Nel 1991 un “commando di annientamento” degli stessi rivoluzionari aveva trucidato due giovani francescani Michele Tomaszek e Sbigneo Strzalkowski, accusati di “ingannare il popolo con le loro Bibbie”. Una foto li ritrae insieme a don Sandro, tutti e tre sorridenti.
In quel periodo Sendero Luminoso aveva creato nella zona una specie di governo parallelo.
L’assassinio dei due frati lo aveva messo in guardia, sapeva che sarebbe toccato anche a lui. Lo avvertiva da segnali espliciti e da voci insistenti . Dopo una lunga serie di uccisioni di politici , alcuni esponenti del terrorismo andino irridevano l’impegno pastorale con macabre battute: “La Chiesa la lasceremo come dolce, a fine pasto”. Qualche mese prima nel novembre del 1990 si trovava in macchina con il vescovo di Chimbote. In un agguato teso ad una curva sulla strada venne aggredito da due sicari e ferito. La pronta manovra del vescovo aveva evitato il peggio. Ora si profilava la resa dei conti. A metà agosto del 1991 su un muro del centro di Santa spiccava una scritta in caratteri cubitali, tracciata in vernice rossa su sfondo imbiancato, perché fosse ben evidenziata “ YANKEES, EL PERU’ SERA’ SU TOMBA”. Non si citava alcun nome, ma tutti, e lui più degli altri, sapevano che l’obiettivo era don Sandro, che lucidamente non mancò di commentare: “E’ stato scritto per me”.Egli dovette provare grande umiliazione nel rileggere quella scritta tutte le volte che passava davanti al muro uscendo e rientrando in casa.
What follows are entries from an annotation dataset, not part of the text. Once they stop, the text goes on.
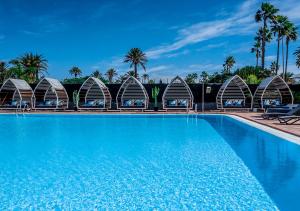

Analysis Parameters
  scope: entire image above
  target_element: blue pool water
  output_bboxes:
[0,115,300,210]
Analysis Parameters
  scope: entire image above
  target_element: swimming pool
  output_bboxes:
[0,114,300,210]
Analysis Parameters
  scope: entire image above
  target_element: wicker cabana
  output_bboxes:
[162,76,194,110]
[116,76,149,110]
[0,79,33,109]
[216,75,253,109]
[77,77,111,110]
[33,78,69,109]
[253,76,294,108]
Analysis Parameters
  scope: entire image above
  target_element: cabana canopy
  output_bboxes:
[33,78,69,109]
[253,75,294,108]
[77,77,111,109]
[0,78,33,109]
[162,76,194,109]
[116,76,149,109]
[216,75,253,109]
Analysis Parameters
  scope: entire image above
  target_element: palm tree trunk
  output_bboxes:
[261,19,267,70]
[284,38,289,81]
[256,51,258,67]
[134,64,137,78]
[281,38,284,76]
[276,33,280,75]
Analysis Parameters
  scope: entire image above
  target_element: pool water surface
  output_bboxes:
[0,115,300,210]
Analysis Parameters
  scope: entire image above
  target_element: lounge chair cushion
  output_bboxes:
[11,100,18,106]
[178,100,188,107]
[123,100,133,107]
[134,100,144,107]
[167,100,177,106]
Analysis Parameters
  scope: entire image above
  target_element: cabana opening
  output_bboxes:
[116,76,149,110]
[0,78,33,109]
[216,75,253,109]
[253,76,294,109]
[77,77,111,110]
[33,78,69,109]
[162,76,194,110]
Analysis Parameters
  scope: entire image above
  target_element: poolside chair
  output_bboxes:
[261,105,300,120]
[278,115,300,125]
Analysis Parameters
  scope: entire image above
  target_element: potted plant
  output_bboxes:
[73,90,79,111]
[152,86,159,111]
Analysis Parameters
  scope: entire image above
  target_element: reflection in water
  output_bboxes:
[204,116,300,210]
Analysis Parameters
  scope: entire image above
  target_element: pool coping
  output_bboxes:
[0,112,300,145]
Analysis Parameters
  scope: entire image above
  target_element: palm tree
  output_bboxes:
[271,15,288,75]
[283,21,298,80]
[270,62,278,75]
[294,47,300,68]
[255,3,279,69]
[0,61,8,83]
[69,66,82,78]
[223,56,235,74]
[124,48,148,78]
[92,70,102,78]
[142,73,149,83]
[105,68,118,84]
[251,40,261,67]
[17,53,48,82]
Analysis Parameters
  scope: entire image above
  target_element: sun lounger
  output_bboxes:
[278,115,300,125]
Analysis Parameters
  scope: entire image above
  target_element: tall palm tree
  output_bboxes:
[17,53,48,82]
[270,62,278,75]
[223,56,235,74]
[105,68,118,84]
[255,3,279,69]
[92,70,102,78]
[69,66,82,78]
[251,40,261,67]
[271,15,288,75]
[294,47,300,68]
[283,21,298,79]
[0,61,8,83]
[142,73,149,83]
[124,48,148,78]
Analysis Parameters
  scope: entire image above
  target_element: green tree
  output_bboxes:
[246,74,260,84]
[270,62,279,75]
[199,71,209,83]
[283,21,298,80]
[223,56,235,74]
[251,40,261,67]
[105,68,118,84]
[271,15,288,75]
[0,61,8,83]
[255,3,279,69]
[17,53,48,82]
[184,73,198,84]
[69,66,82,78]
[92,70,102,78]
[142,73,149,83]
[124,48,148,78]
[294,47,300,68]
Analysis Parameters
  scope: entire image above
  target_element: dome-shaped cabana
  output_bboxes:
[116,76,149,110]
[77,77,111,110]
[216,75,253,109]
[0,78,33,109]
[33,78,69,109]
[162,76,194,110]
[253,75,294,108]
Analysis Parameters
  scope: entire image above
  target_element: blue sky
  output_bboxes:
[0,0,300,79]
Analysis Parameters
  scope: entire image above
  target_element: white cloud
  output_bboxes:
[146,0,257,59]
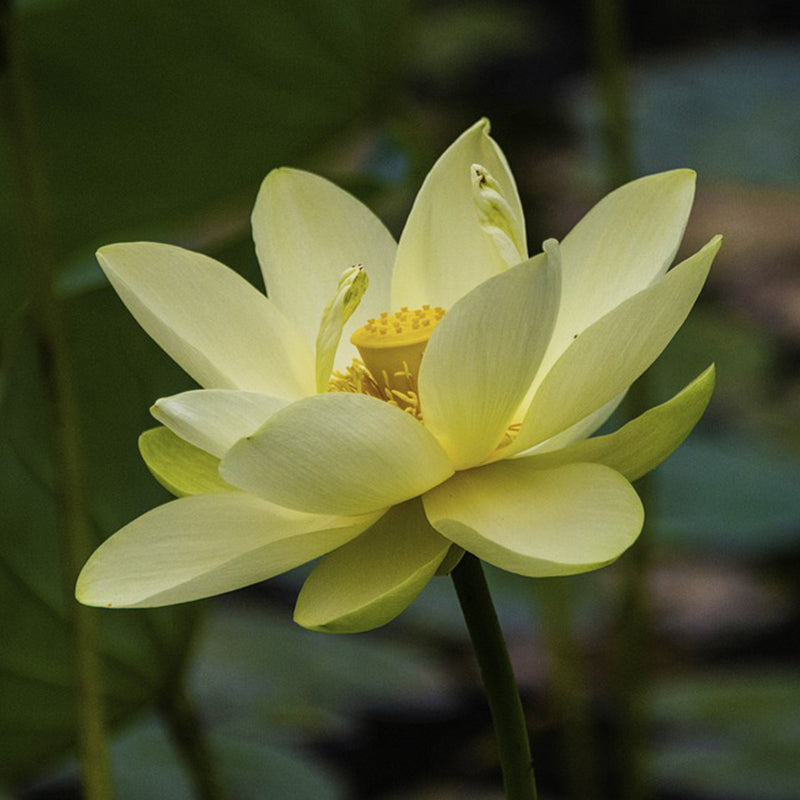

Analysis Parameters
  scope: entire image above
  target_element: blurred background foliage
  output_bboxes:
[0,0,800,800]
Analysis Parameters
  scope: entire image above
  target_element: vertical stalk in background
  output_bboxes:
[450,553,537,800]
[534,577,600,800]
[589,0,653,800]
[0,0,113,800]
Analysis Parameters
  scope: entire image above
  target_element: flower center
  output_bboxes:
[329,306,444,418]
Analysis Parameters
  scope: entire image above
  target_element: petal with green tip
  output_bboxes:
[524,366,714,481]
[75,492,379,608]
[507,237,720,455]
[294,499,451,633]
[422,458,644,577]
[150,389,289,458]
[220,392,453,514]
[139,428,231,497]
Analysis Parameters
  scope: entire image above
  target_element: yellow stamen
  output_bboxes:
[350,306,444,407]
[328,306,444,419]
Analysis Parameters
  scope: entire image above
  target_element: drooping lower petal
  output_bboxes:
[422,459,644,577]
[252,168,397,369]
[506,237,720,456]
[220,392,453,514]
[525,366,714,481]
[419,243,559,469]
[97,242,314,399]
[150,389,289,458]
[75,492,378,608]
[392,120,525,308]
[294,499,451,633]
[139,428,231,497]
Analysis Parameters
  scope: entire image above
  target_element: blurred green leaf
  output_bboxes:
[0,291,197,784]
[653,671,800,800]
[191,604,447,742]
[0,0,409,324]
[654,433,800,555]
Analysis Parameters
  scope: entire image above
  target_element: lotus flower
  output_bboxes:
[77,120,720,632]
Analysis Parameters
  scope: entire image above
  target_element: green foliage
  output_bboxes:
[0,0,407,796]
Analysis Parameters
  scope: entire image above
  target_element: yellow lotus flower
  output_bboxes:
[77,121,719,631]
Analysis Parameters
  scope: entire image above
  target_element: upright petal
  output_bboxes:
[75,492,377,608]
[542,169,695,378]
[97,242,314,399]
[524,366,714,481]
[422,459,644,577]
[506,237,720,456]
[252,168,397,368]
[220,392,453,514]
[419,242,560,469]
[294,499,451,633]
[392,119,524,308]
[150,389,288,458]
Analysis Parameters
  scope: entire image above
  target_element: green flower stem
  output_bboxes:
[591,0,652,800]
[450,553,537,800]
[589,0,634,189]
[0,0,113,800]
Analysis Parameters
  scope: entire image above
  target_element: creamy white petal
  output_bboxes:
[526,366,714,481]
[75,492,377,608]
[422,459,644,577]
[419,243,559,469]
[507,237,721,456]
[252,168,397,369]
[392,120,524,309]
[294,499,451,633]
[220,392,453,514]
[542,169,695,378]
[150,389,289,458]
[97,242,314,399]
[139,427,231,497]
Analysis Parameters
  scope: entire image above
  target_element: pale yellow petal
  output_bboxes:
[150,389,289,458]
[507,237,720,455]
[220,392,453,514]
[97,242,314,399]
[543,169,695,378]
[392,120,525,309]
[75,492,377,608]
[139,428,231,497]
[525,366,714,481]
[419,243,559,469]
[422,459,644,577]
[294,499,451,633]
[252,168,397,369]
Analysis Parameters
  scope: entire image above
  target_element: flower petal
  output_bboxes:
[419,243,559,469]
[97,242,314,399]
[139,428,231,497]
[150,389,289,458]
[422,459,644,577]
[252,168,397,368]
[75,492,376,607]
[542,169,695,378]
[392,119,524,308]
[525,365,714,481]
[220,392,453,514]
[294,499,451,633]
[506,237,720,456]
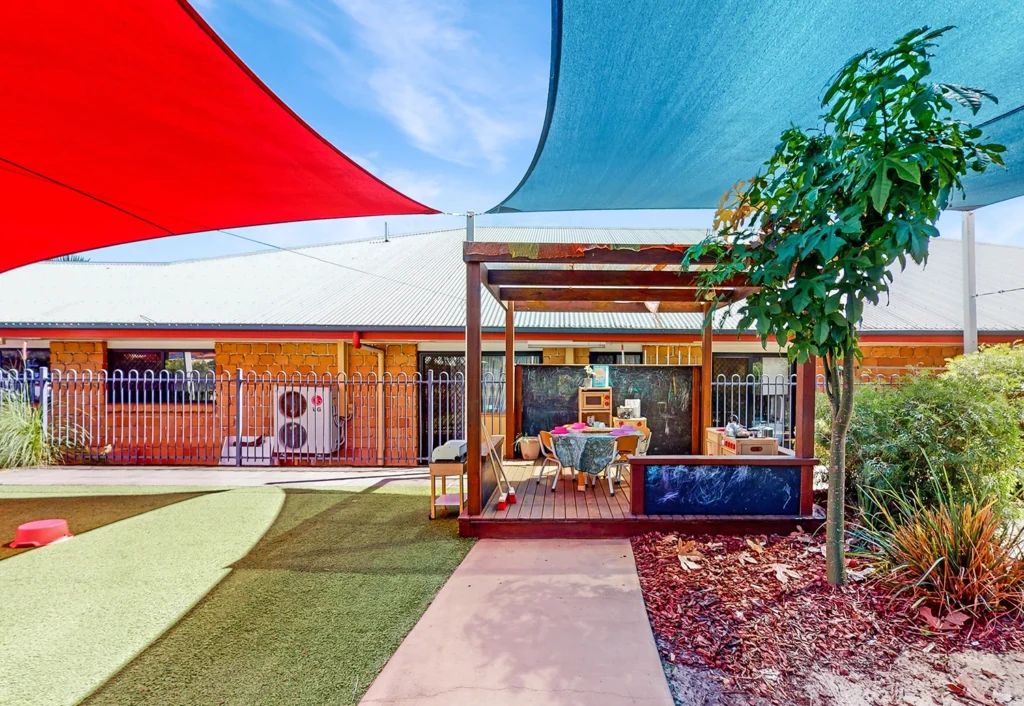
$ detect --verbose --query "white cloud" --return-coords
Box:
[225,0,546,171]
[334,0,539,170]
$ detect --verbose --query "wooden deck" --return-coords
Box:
[459,461,819,539]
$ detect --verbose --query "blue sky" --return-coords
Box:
[89,0,1024,261]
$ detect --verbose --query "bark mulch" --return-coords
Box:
[633,532,1024,704]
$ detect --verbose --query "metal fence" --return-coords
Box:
[0,371,505,466]
[0,362,931,466]
[711,375,797,447]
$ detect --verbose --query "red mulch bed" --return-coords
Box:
[633,532,1024,704]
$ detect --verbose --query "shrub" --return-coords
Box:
[0,391,60,468]
[942,343,1024,409]
[853,473,1024,616]
[824,375,1024,504]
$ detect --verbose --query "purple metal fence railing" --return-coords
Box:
[0,371,505,466]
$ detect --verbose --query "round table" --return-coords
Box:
[551,429,643,490]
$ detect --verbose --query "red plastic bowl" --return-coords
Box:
[10,520,73,549]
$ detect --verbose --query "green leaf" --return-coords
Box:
[814,320,828,343]
[886,159,921,186]
[846,297,864,324]
[871,161,893,213]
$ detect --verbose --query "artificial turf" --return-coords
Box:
[0,491,205,560]
[85,489,471,706]
[0,488,285,706]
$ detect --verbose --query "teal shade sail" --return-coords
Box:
[492,0,1024,212]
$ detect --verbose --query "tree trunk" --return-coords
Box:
[825,347,855,585]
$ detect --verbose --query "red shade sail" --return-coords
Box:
[0,0,436,272]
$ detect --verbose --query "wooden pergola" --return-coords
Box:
[463,242,814,515]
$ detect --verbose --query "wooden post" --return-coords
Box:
[505,301,519,458]
[794,356,815,516]
[466,262,483,514]
[694,306,714,454]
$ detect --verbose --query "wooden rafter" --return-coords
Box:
[487,268,750,289]
[462,242,708,264]
[480,262,508,309]
[515,301,703,314]
[499,287,716,301]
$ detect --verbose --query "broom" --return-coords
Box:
[480,415,516,510]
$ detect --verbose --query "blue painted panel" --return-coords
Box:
[644,463,801,515]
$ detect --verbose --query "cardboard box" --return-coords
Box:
[722,437,778,456]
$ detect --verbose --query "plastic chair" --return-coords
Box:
[637,426,650,456]
[577,437,622,495]
[611,433,640,483]
[537,431,575,490]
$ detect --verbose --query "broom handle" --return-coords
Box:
[480,414,512,493]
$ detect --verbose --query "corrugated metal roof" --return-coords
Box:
[0,226,1024,333]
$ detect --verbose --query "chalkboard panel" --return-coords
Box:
[611,365,696,456]
[644,463,801,515]
[519,365,695,455]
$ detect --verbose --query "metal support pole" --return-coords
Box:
[961,211,978,354]
[234,368,242,466]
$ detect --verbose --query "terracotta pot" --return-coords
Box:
[519,437,541,461]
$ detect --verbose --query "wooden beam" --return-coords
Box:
[462,242,710,264]
[466,262,483,514]
[499,287,712,301]
[487,269,750,289]
[794,356,817,516]
[516,301,705,314]
[505,301,519,458]
[480,264,508,309]
[700,309,713,454]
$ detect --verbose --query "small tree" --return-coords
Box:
[684,27,1004,584]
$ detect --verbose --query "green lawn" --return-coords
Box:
[0,492,204,560]
[85,489,471,706]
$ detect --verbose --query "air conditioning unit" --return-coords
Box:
[273,384,342,456]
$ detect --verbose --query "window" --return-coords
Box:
[0,348,50,373]
[106,350,216,404]
[590,351,643,365]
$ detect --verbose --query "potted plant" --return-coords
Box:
[513,433,541,461]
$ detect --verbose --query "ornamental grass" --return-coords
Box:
[853,472,1024,614]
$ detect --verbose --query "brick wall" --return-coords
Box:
[817,343,964,375]
[214,341,338,375]
[50,341,106,373]
[641,343,700,365]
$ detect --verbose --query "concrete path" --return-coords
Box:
[0,466,429,488]
[361,539,673,706]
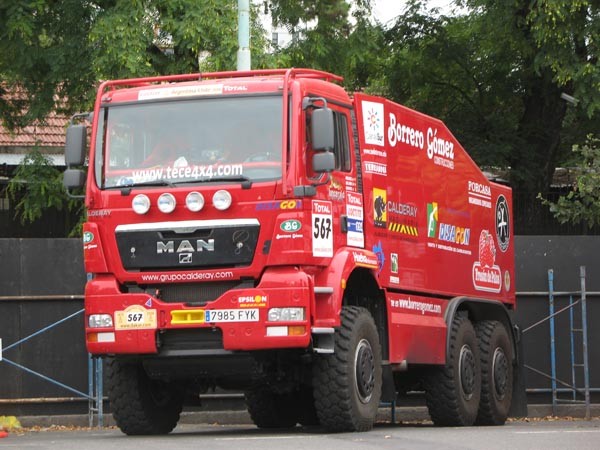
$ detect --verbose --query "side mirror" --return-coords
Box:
[65,125,87,167]
[313,152,335,173]
[311,107,334,150]
[63,169,85,191]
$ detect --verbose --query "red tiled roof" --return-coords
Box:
[0,88,69,147]
[0,113,69,147]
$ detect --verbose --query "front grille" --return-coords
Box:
[129,280,254,306]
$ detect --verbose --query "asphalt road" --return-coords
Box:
[0,419,600,450]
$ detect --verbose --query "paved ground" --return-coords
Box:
[0,419,600,450]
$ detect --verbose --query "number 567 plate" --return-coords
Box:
[205,308,258,322]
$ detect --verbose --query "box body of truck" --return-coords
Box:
[66,69,518,434]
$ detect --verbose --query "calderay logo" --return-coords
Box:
[373,188,387,228]
[473,230,502,293]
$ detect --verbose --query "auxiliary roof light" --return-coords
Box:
[213,189,232,211]
[185,191,204,212]
[157,192,177,214]
[131,194,150,215]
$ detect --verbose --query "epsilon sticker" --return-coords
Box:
[279,219,302,233]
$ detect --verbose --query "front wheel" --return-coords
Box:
[313,306,382,431]
[475,320,513,425]
[107,358,183,435]
[425,316,481,426]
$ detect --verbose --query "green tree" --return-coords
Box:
[8,148,83,235]
[0,0,270,129]
[540,135,600,228]
[385,0,600,196]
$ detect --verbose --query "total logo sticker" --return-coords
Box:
[473,230,502,293]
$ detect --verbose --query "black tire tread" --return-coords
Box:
[107,358,183,435]
[475,320,512,425]
[424,315,475,426]
[313,306,381,432]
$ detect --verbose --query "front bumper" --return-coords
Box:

Gli pesava l’amarezza di essere chiamato “Straniero”, quasi fosse un intruso, un mercenario e un venditore di favole e di illusioni tra la gente. Considerazioni spesso vere che rivelavano la presenza di una chiesa alleata col potere, ma come sempre le eccezioni ci stanno e la presenza di don Sandro in quel luogo è la dimostrazione di come lui fosse vicino alla gente col suo impegno .
Alcuni amici tra cui il vescovo di Chimbote gli avevano suggerito di lasciare la parrocchia e di rientrare per un periodo in Italia, ma egli rispondeva “Se lascio la mia gente proprio ora, non hanno più nessuno”. Egli non scappò, non si nascose. Per lui il rischio di rimettere la vita entrava nel conto della scelta che aveva fatto.
Il 25 agosto del 1991 stava rientrando a Santa dopo aver celebrato la messa festiva a Vinzos, uno dei trenta villaggi della sua missione. Verso le cinque del pomeriggio, quando comparve la sua camionetta , due sicari lo aspettavano al varco e gli scaricarono contro l’arma da fuoco, proiettili gli trapassarono la testa e il cuore, uccidendolo all’istante. I funerali vennero celebrati nella cattedrale di Lima, sopra la bara misero il sombrero e i suoi sandali e attorno uno striscione: “Sandro bon pastor, contigos gritamos sì a la vida, non a la muerte”
Nel 1992 il capo dei guerriglieri fu arrestato dalle forze dell’ordine e assicurato al carcere di massima sicurezza. Nel 2002 il vescovo di Chimbote Luis Barbaren gli fece visita in prigione e nel colloquio che ebbe con lui, gli domandò perché fossero stati uccisi don Sandro e i due francescani. Egli rispose: “Il compagno Jorge che comandò l’esecuzione sosteneva questa verità assoluta: la religione è l’oppio dei popoli, e affermava che con la Bibbia, i sacramenti e il catechismo, la predicazione si addormentavano le coscienze dei campesinos”.
Dopo anni ritenne che quello fu un errore e chiese perdono.